A Chinese university policy apparently aimed at luring Taiwanese students will have minimal effect because the nation only recognizes 151 out of 2,000 Chinese universities, the Ministry of Education said yesterday.
Starting in October, Comprehensive Assessment Program scores that would be accepted on applications by Taiwanese students at Chinese universities are to be lowered from the second category, or scores in the 75th percentile, to the third category, or scores in the 50th percentile.
The policy means that more than half of Taiwanese high-school students could apply for admission at Chinese universities, Department of Higher Education Deputy Director-General Chu Chun-chang (朱俊彰) said.
The policy is not uncommon, but there will not likely be a lot of students applying at Chinese universities in the short term, Chu said.
The question is how Taiwanese universities will maintain their competitive edge compared with Chinese universities, he said.

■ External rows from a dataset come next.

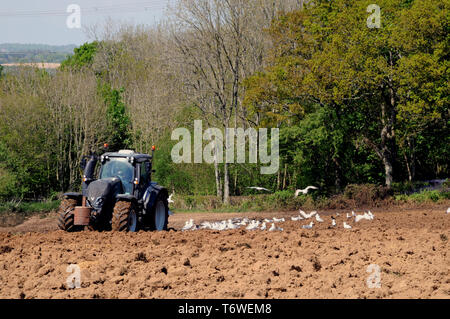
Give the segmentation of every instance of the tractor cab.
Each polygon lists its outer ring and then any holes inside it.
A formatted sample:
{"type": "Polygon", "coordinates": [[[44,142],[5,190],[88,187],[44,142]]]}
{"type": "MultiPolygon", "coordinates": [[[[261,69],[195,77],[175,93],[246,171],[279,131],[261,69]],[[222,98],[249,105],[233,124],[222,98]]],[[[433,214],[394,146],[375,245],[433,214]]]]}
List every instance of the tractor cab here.
{"type": "Polygon", "coordinates": [[[82,192],[65,194],[60,229],[167,229],[168,192],[151,180],[152,155],[121,150],[84,157],[82,192]]]}

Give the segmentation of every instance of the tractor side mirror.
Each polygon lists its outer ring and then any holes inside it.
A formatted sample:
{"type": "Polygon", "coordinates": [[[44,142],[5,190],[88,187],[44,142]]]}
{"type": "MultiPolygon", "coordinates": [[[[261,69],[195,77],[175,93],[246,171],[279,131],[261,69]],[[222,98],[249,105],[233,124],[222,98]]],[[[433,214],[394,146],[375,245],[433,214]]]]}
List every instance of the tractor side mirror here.
{"type": "Polygon", "coordinates": [[[87,165],[87,162],[86,162],[86,157],[83,157],[82,159],[81,159],[81,162],[80,162],[80,168],[81,168],[81,170],[84,172],[84,170],[86,169],[86,165],[87,165]]]}

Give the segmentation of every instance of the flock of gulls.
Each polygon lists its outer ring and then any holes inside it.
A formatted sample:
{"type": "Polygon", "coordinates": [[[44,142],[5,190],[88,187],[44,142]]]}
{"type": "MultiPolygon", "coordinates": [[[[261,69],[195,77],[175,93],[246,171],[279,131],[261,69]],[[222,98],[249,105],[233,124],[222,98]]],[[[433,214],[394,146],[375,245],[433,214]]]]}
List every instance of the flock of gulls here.
{"type": "MultiPolygon", "coordinates": [[[[336,214],[336,217],[340,216],[339,213],[336,214]]],[[[362,215],[356,214],[354,211],[351,212],[351,214],[347,213],[346,215],[347,220],[353,220],[355,223],[359,223],[362,220],[373,220],[375,218],[375,215],[372,214],[370,211],[365,212],[362,215]]],[[[313,211],[309,214],[305,213],[304,211],[300,210],[298,216],[291,217],[292,221],[307,221],[311,220],[311,222],[307,225],[303,225],[303,229],[313,229],[315,223],[324,223],[324,219],[320,217],[319,213],[317,211],[313,211]]],[[[264,219],[264,220],[258,220],[258,219],[248,219],[248,218],[232,218],[228,220],[223,220],[220,222],[203,222],[200,225],[196,225],[194,220],[191,219],[186,222],[184,225],[182,231],[193,231],[193,230],[202,230],[202,229],[209,229],[209,230],[217,230],[217,231],[224,231],[224,230],[232,230],[232,229],[240,229],[244,228],[246,230],[267,230],[267,231],[283,231],[283,228],[277,227],[277,223],[285,222],[285,218],[272,218],[272,219],[264,219]]],[[[331,225],[330,228],[337,227],[336,218],[334,216],[331,216],[331,225]]],[[[352,229],[352,226],[350,226],[347,222],[343,222],[344,229],[352,229]]]]}
{"type": "MultiPolygon", "coordinates": [[[[253,189],[256,191],[266,191],[270,192],[270,190],[263,188],[263,187],[247,187],[249,189],[253,189]]],[[[300,194],[308,194],[310,190],[317,190],[318,188],[315,186],[308,186],[305,189],[299,189],[295,192],[295,197],[299,196],[300,194]]],[[[173,203],[172,200],[173,194],[169,197],[169,204],[173,203]]],[[[172,215],[173,213],[170,212],[172,215]]],[[[447,214],[450,214],[450,207],[447,209],[447,214]]],[[[340,216],[339,213],[336,213],[336,217],[340,216]]],[[[331,216],[331,225],[329,228],[335,228],[337,227],[336,217],[331,216]]],[[[364,214],[358,215],[354,211],[351,213],[346,214],[347,222],[354,221],[355,223],[359,223],[363,220],[374,220],[375,215],[370,212],[364,212],[364,214]]],[[[317,211],[310,212],[309,214],[305,213],[301,209],[299,210],[299,215],[295,217],[291,217],[292,221],[307,221],[311,220],[311,222],[307,225],[303,225],[302,229],[313,229],[315,223],[324,223],[325,221],[320,217],[319,213],[317,211]]],[[[262,230],[262,231],[283,231],[283,228],[276,226],[277,223],[285,222],[286,220],[284,218],[272,218],[272,219],[264,219],[264,220],[258,220],[258,219],[248,219],[248,218],[232,218],[228,220],[223,220],[220,222],[203,222],[200,225],[196,225],[194,223],[194,220],[191,219],[186,222],[184,225],[182,231],[193,231],[193,230],[202,230],[202,229],[209,229],[209,230],[217,230],[217,231],[224,231],[224,230],[232,230],[232,229],[240,229],[244,228],[246,230],[262,230]]],[[[344,229],[352,229],[352,226],[349,225],[346,221],[343,222],[344,229]]]]}

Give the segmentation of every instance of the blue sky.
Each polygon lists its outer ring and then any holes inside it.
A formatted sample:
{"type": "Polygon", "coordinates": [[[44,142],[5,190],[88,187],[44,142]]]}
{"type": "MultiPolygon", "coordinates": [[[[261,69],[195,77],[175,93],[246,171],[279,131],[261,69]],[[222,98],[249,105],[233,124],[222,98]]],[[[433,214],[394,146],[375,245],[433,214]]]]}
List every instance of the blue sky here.
{"type": "Polygon", "coordinates": [[[82,44],[83,28],[69,29],[70,4],[81,7],[82,27],[108,18],[134,24],[154,24],[174,0],[14,0],[1,2],[0,43],[82,44]]]}

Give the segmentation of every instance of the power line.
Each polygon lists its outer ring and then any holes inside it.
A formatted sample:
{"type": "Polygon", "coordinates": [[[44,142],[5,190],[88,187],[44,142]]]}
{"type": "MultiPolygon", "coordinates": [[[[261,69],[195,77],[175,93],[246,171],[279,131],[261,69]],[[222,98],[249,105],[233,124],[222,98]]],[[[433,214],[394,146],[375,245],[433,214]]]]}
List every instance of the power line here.
{"type": "MultiPolygon", "coordinates": [[[[81,14],[110,14],[110,13],[131,13],[152,10],[161,10],[166,7],[164,3],[145,1],[137,3],[112,4],[95,7],[81,7],[81,14]]],[[[34,11],[0,11],[0,17],[39,17],[39,16],[67,16],[70,12],[66,10],[34,10],[34,11]]]]}

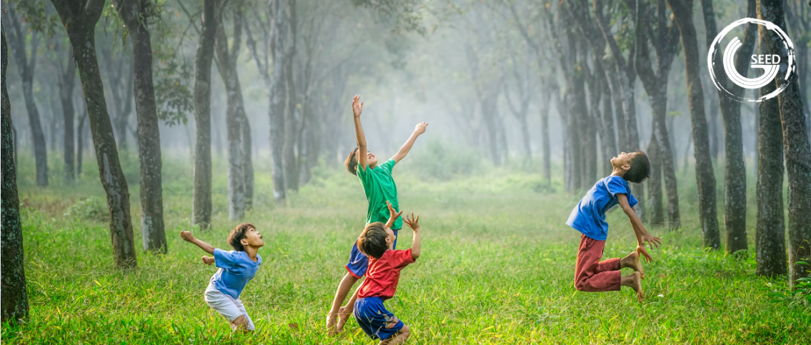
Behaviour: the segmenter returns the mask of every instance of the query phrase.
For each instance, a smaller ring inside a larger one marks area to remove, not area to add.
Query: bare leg
[[[388,339],[380,342],[378,345],[400,345],[406,343],[408,340],[408,337],[411,335],[411,330],[408,328],[408,326],[403,325],[403,328],[400,329],[400,331],[395,333]]]
[[[633,270],[639,272],[640,279],[645,279],[645,269],[642,268],[642,263],[639,262],[639,253],[631,252],[627,257],[620,260],[620,268],[625,267],[633,268]]]
[[[329,335],[336,334],[335,325],[337,322],[336,319],[337,318],[338,309],[341,308],[341,304],[344,303],[346,295],[350,294],[350,290],[352,289],[352,286],[356,282],[358,282],[358,279],[349,272],[346,272],[344,279],[341,279],[341,283],[338,284],[338,290],[335,292],[335,299],[333,300],[333,305],[329,309],[329,313],[327,314],[327,330]]]
[[[352,294],[352,298],[350,298],[350,301],[346,303],[346,305],[338,309],[338,324],[335,326],[335,330],[341,332],[344,330],[344,325],[346,322],[350,321],[350,317],[352,316],[352,312],[354,311],[354,301],[358,300],[358,292],[360,289],[355,289],[355,292]]]
[[[633,291],[637,292],[637,300],[639,303],[642,303],[642,298],[645,297],[645,293],[642,292],[642,275],[639,272],[633,272],[628,275],[620,279],[620,285],[624,287],[631,287]]]

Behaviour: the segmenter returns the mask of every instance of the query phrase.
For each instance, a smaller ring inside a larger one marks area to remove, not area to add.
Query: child
[[[358,248],[369,256],[369,270],[358,288],[354,317],[363,331],[380,339],[380,344],[401,344],[411,333],[383,302],[397,292],[400,270],[419,258],[418,222],[419,215],[414,218],[413,213],[406,217],[406,224],[414,230],[414,242],[408,250],[394,250],[394,232],[379,222],[367,226],[358,239]]]
[[[414,133],[409,137],[400,151],[383,164],[377,164],[377,156],[367,151],[366,137],[363,135],[363,128],[360,124],[360,114],[363,111],[363,102],[360,101],[360,97],[355,95],[352,100],[352,111],[354,113],[355,136],[358,140],[358,148],[352,150],[349,156],[346,157],[345,164],[346,170],[353,175],[358,176],[363,185],[363,192],[366,198],[369,202],[367,211],[367,225],[374,222],[384,222],[388,216],[386,210],[387,201],[391,202],[394,209],[397,206],[397,187],[392,178],[392,169],[394,164],[406,157],[414,142],[417,140],[423,133],[425,133],[425,127],[428,124],[420,122],[414,130]],[[391,226],[394,232],[394,245],[397,245],[397,231],[402,227],[402,220],[397,219],[394,224]],[[355,282],[366,274],[369,259],[358,250],[357,243],[352,245],[350,253],[350,261],[346,264],[346,270],[343,279],[338,285],[338,289],[335,292],[335,299],[329,313],[327,314],[327,330],[330,334],[340,332],[350,315],[352,314],[352,308],[354,305],[354,296],[350,299],[350,302],[345,306],[341,307],[344,299],[349,294],[352,286]],[[357,292],[356,292],[357,293]],[[336,316],[338,317],[336,323]]]
[[[195,238],[191,232],[182,231],[180,236],[214,255],[213,258],[203,256],[203,262],[206,265],[213,263],[220,268],[212,275],[205,289],[205,303],[228,320],[232,330],[238,328],[244,333],[255,330],[253,322],[239,300],[239,294],[262,264],[262,257],[256,251],[264,245],[264,240],[256,231],[256,227],[250,223],[242,223],[231,230],[228,243],[234,250],[228,252]]]
[[[566,224],[582,232],[580,250],[574,272],[574,287],[579,291],[604,292],[619,291],[620,286],[631,287],[637,292],[637,299],[642,301],[642,285],[645,278],[639,255],[648,262],[653,260],[645,250],[648,243],[650,249],[659,248],[662,243],[659,237],[648,233],[637,213],[633,211],[637,199],[631,195],[628,181],[642,183],[650,176],[648,156],[642,151],[625,153],[611,160],[614,171],[607,177],[598,181],[586,194],[577,206],[572,210]],[[606,211],[619,204],[631,221],[631,227],[637,236],[637,250],[623,258],[611,258],[600,262],[608,235]],[[633,268],[635,272],[620,277],[620,269]]]

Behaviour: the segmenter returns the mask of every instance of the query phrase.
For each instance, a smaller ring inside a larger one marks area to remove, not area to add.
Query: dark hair
[[[386,226],[380,222],[372,223],[366,226],[363,233],[358,238],[358,249],[367,256],[380,258],[388,249],[387,237]]]
[[[645,152],[637,151],[636,153],[637,155],[628,162],[631,168],[625,172],[622,178],[629,182],[642,183],[646,178],[650,177],[650,161]]]
[[[346,171],[354,176],[358,176],[358,147],[352,149],[352,151],[350,152],[350,155],[346,156],[346,160],[344,161],[344,165],[346,166]]]
[[[234,247],[234,250],[238,252],[245,251],[245,247],[242,246],[240,241],[245,238],[245,234],[251,229],[255,230],[256,227],[250,223],[242,223],[237,225],[234,230],[231,230],[231,233],[228,235],[228,244]]]

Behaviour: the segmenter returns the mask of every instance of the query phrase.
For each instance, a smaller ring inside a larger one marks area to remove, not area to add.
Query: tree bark
[[[16,6],[9,4],[8,15],[11,17],[11,36],[10,41],[11,53],[17,62],[19,77],[23,80],[23,96],[25,98],[25,109],[28,113],[28,124],[31,126],[31,137],[34,143],[34,160],[36,163],[36,185],[48,185],[48,152],[45,143],[45,132],[42,131],[42,123],[40,121],[40,112],[34,102],[34,67],[36,61],[39,36],[36,31],[31,34],[31,58],[26,53],[26,32],[22,28],[21,21],[18,19]],[[4,30],[5,31],[5,30]]]
[[[61,55],[61,54],[60,54]],[[64,173],[65,184],[72,185],[75,181],[74,173],[74,137],[73,137],[73,118],[75,116],[73,108],[73,85],[76,77],[75,58],[73,56],[73,49],[70,49],[64,68],[60,68],[59,73],[59,98],[62,100],[62,112],[64,122]],[[59,63],[62,67],[62,63]]]
[[[237,12],[239,6],[237,5]],[[224,16],[218,16],[217,43],[217,69],[225,84],[227,112],[225,114],[225,131],[228,140],[228,218],[231,221],[242,219],[245,215],[245,172],[242,150],[242,121],[245,109],[242,103],[242,91],[237,75],[237,54],[242,40],[242,23],[234,19],[234,46],[229,49],[225,37]],[[250,152],[247,152],[250,154]]]
[[[667,0],[676,25],[681,32],[684,49],[684,70],[687,74],[687,95],[693,126],[693,155],[696,159],[696,182],[698,187],[698,212],[702,224],[702,239],[705,247],[721,247],[715,205],[715,176],[710,156],[710,139],[706,117],[704,114],[704,95],[699,75],[701,59],[696,28],[693,23],[693,1]]]
[[[761,27],[758,25],[758,27]],[[761,36],[762,37],[764,36]],[[761,44],[760,53],[768,53]],[[775,91],[775,84],[760,88],[761,96]],[[757,134],[757,225],[755,230],[755,274],[775,277],[786,274],[786,228],[783,208],[783,138],[780,109],[772,98],[760,103]]]
[[[783,1],[760,0],[758,5],[758,19],[770,21],[786,31]],[[762,44],[767,46],[769,53],[787,57],[787,47],[779,36],[770,30],[762,30]],[[788,173],[788,267],[789,283],[793,288],[798,279],[808,277],[811,272],[808,266],[811,263],[811,147],[805,134],[808,124],[803,113],[797,75],[794,73],[786,80],[785,71],[788,67],[786,62],[782,62],[784,65],[775,79],[776,87],[786,86],[778,100]]]
[[[747,14],[749,18],[756,15],[756,0],[749,0]],[[718,35],[715,26],[715,15],[713,10],[712,0],[702,0],[702,8],[704,11],[704,23],[706,27],[707,47]],[[735,68],[743,71],[746,76],[749,66],[749,57],[754,49],[757,24],[746,24],[744,34],[743,46],[735,59]],[[723,71],[720,62],[714,65],[714,74],[719,78],[719,83],[723,83],[727,89],[732,90],[737,96],[742,96],[744,88],[732,83],[728,83],[726,73]],[[746,244],[746,165],[744,162],[743,130],[740,126],[740,102],[718,92],[721,117],[723,119],[723,143],[724,143],[724,179],[723,179],[723,225],[727,230],[727,251],[736,253],[747,250]],[[713,107],[714,109],[714,107]]]
[[[8,49],[6,46],[6,30],[2,30],[2,160],[0,168],[2,185],[2,225],[0,239],[2,241],[0,272],[2,277],[2,300],[0,302],[2,320],[19,320],[28,317],[28,296],[25,289],[25,266],[23,253],[23,225],[19,220],[19,198],[17,195],[17,171],[14,159],[14,138],[11,132],[11,104],[6,89],[6,68],[8,66]]]
[[[115,0],[116,9],[132,38],[133,86],[138,116],[138,151],[140,161],[141,235],[144,249],[166,253],[163,223],[161,132],[152,82],[152,56],[147,18],[152,9],[149,0]],[[123,137],[122,137],[123,138]]]
[[[77,68],[84,90],[84,100],[90,117],[99,177],[107,194],[109,210],[110,237],[115,266],[137,266],[130,218],[130,192],[127,179],[118,163],[118,150],[113,137],[113,126],[107,113],[101,75],[96,58],[95,27],[104,8],[103,0],[88,0],[77,6],[70,0],[52,0],[67,31],[71,45],[78,59]]]
[[[204,0],[195,58],[195,172],[191,224],[211,227],[211,62],[217,35],[217,0]]]

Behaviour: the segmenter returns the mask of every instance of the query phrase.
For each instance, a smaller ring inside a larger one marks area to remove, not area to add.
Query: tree
[[[228,216],[230,220],[242,218],[246,208],[245,177],[242,162],[251,151],[244,151],[242,147],[243,127],[247,121],[245,107],[242,101],[242,90],[239,84],[239,76],[237,75],[237,56],[242,44],[242,3],[234,4],[234,44],[228,48],[228,40],[225,37],[225,20],[223,15],[219,15],[217,20],[217,69],[222,81],[225,84],[228,108],[225,114],[225,128],[228,138]],[[250,129],[248,129],[250,130]],[[250,150],[250,147],[249,147]]]
[[[7,30],[11,45],[11,53],[17,62],[19,77],[23,79],[23,96],[25,97],[25,109],[28,112],[28,124],[31,126],[31,137],[34,142],[34,159],[36,162],[36,185],[48,185],[48,152],[45,136],[40,121],[40,112],[34,102],[34,67],[36,67],[36,49],[39,45],[39,31],[31,30],[31,57],[26,52],[28,34],[24,32],[22,20],[17,17],[16,4],[8,4],[8,15],[11,30]],[[6,31],[6,30],[4,30]]]
[[[104,9],[104,0],[51,0],[56,7],[73,46],[76,67],[84,90],[84,101],[90,118],[99,177],[107,194],[113,256],[117,267],[138,265],[130,218],[130,192],[118,163],[118,150],[113,137],[113,126],[107,113],[101,75],[96,58],[96,23]]]
[[[715,15],[713,10],[712,0],[702,0],[702,9],[704,11],[704,24],[706,27],[707,47],[710,47],[718,29],[715,26]],[[755,0],[749,0],[747,15],[749,18],[756,15]],[[744,34],[743,46],[735,58],[735,68],[743,71],[746,76],[749,70],[749,55],[754,49],[757,25],[749,23],[746,24]],[[719,83],[724,85],[727,90],[732,90],[739,97],[743,95],[744,88],[728,83],[726,73],[723,72],[722,63],[714,64],[714,75],[719,78]],[[740,128],[740,102],[718,92],[719,104],[721,108],[721,117],[723,119],[723,143],[724,143],[724,178],[723,178],[723,226],[727,230],[727,251],[736,253],[746,250],[746,165],[744,164],[744,141]]]
[[[702,224],[702,239],[705,247],[718,249],[721,237],[718,228],[715,206],[715,175],[710,156],[710,138],[704,114],[704,95],[699,68],[698,43],[693,23],[693,0],[667,0],[676,23],[681,32],[684,49],[684,70],[687,75],[687,96],[693,127],[693,155],[696,159],[696,183],[698,186],[698,213]],[[667,139],[667,137],[664,137]]]
[[[217,0],[204,0],[195,58],[195,177],[191,224],[211,226],[211,62],[217,35]]]
[[[783,2],[760,0],[757,19],[770,21],[785,32]],[[761,28],[761,44],[766,45],[768,52],[788,56],[790,52],[781,37],[773,30]],[[808,266],[811,263],[811,146],[805,134],[808,124],[803,113],[803,98],[800,94],[797,75],[793,73],[786,80],[787,70],[790,70],[787,66],[781,68],[775,80],[776,87],[785,87],[779,100],[788,173],[788,266],[789,283],[793,288],[798,279],[808,277],[811,272]]]
[[[152,83],[152,48],[148,20],[156,15],[151,0],[115,0],[115,8],[132,38],[132,70],[138,116],[138,153],[140,162],[141,235],[144,249],[166,253],[163,223],[161,132]],[[125,124],[126,126],[126,124]],[[124,136],[121,136],[123,142]]]
[[[25,290],[25,267],[23,253],[23,226],[19,220],[19,198],[17,195],[17,170],[14,155],[14,138],[11,133],[11,104],[6,89],[6,68],[8,66],[8,49],[6,47],[6,30],[2,30],[2,224],[0,239],[2,242],[0,272],[2,277],[2,300],[0,302],[2,320],[22,319],[28,317],[28,296]]]
[[[679,215],[679,196],[676,193],[673,150],[671,147],[670,134],[667,133],[667,126],[665,120],[667,113],[667,76],[670,74],[673,57],[676,54],[676,46],[679,43],[679,30],[676,28],[674,19],[671,19],[669,27],[667,25],[667,8],[664,0],[658,1],[655,14],[651,13],[652,9],[649,8],[644,2],[640,2],[638,4],[639,8],[637,9],[637,58],[635,66],[637,73],[639,74],[639,79],[642,81],[642,85],[647,92],[653,116],[651,143],[655,142],[655,146],[653,148],[648,149],[648,154],[650,155],[651,160],[653,161],[652,164],[656,167],[657,171],[654,172],[654,168],[651,169],[651,182],[661,181],[661,176],[664,176],[665,190],[667,192],[668,228],[671,230],[675,230],[681,226],[681,220]],[[656,19],[655,31],[650,23],[650,18]],[[656,52],[655,71],[650,66],[650,54],[648,49],[649,40],[654,46],[654,50]],[[655,151],[650,152],[654,150]],[[655,158],[655,160],[653,158]],[[656,197],[659,200],[652,202],[654,209],[651,211],[651,224],[662,224],[663,221],[659,220],[661,214],[658,214],[659,210],[656,209],[656,207],[661,207],[661,185],[654,185],[659,184],[651,183],[649,186],[651,190],[655,190],[653,191],[651,198]]]

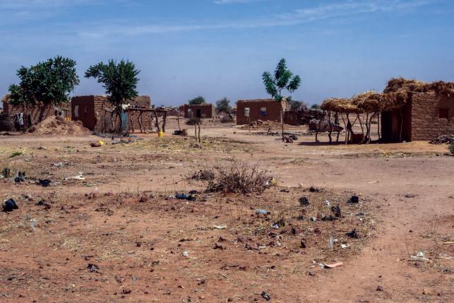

The ministry wants to promote more student-centered teaching methods at higher-education facilities, while seeking to increase education-related innovations and research abilities, Chu said.
Chu said that because the nation only recognizes diplomas from 151 universities in China, unless a student does not intend to return to Taiwan to work, studying in China presents some risks regarding vocational opportunities.
After amendments to the University Act (大學法), the Junior College Act (專科學校法) and the Act Governing Relations Between the People of the Taiwan Area and the Mainland Area (台灣地區與大陸地區人民關係條例) in 2010, the number of Chinese students in Taiwan is 9,300, while there are 10,000 Taiwanese studying in China, Chu said.
The numbers from each side have remained balanced, with about 1,200 Chinese students arriving each year, Chu said.
The government will not implement Chinese-style policies and will leave it up to each student to decide if they want to enrol at a university in China, Chu said.